For descriptive analyses, continuous variables are summarized as medians and interquartile ranges (lower and upper quartiles) and categorical variables as the count and percent. Relationships between 11 potential predictors and presence of bacteriuria were analyzed using simple and multiple logistic regression. The sample size of our study (462 patients, 101 with bacteriuria) was adjusted to this number of predictors. Urine and blood leucocytes as well as blood CRP were analyzed log-transformed because of strongly skewed distributions. Besides fitting a model with all predictors, best model selection was performed by comparing the Akaike information criterion (AIC) of models with all possible combinations of 0 to 11 predictors (either including or excluding each of them in turn) to determine the model with the lowest AIC. This model was subsequently expanded by including two-way interaction terms for all pairs of predictors, followed by backward selection of the most significant interactions (p < 0.05) based on type-II likelihood-ratio tests; a more conservative selection criterion was applied here to limit the number of interaction terms included.

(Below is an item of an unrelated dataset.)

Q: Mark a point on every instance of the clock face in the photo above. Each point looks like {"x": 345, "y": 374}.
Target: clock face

The predictive values of the best simple and multiple logistic models were evaluated with receiver operating characteristic (ROC) curve statistics.

As an alternative approach that might be simpler to implement in clinical practice, data were also analyzed with recursive partitioning, a flexible, nonparametric method that subdivides the data set into several subsets with distinct probabilities of bacteriuria presence based on simple dichotomic classification rules.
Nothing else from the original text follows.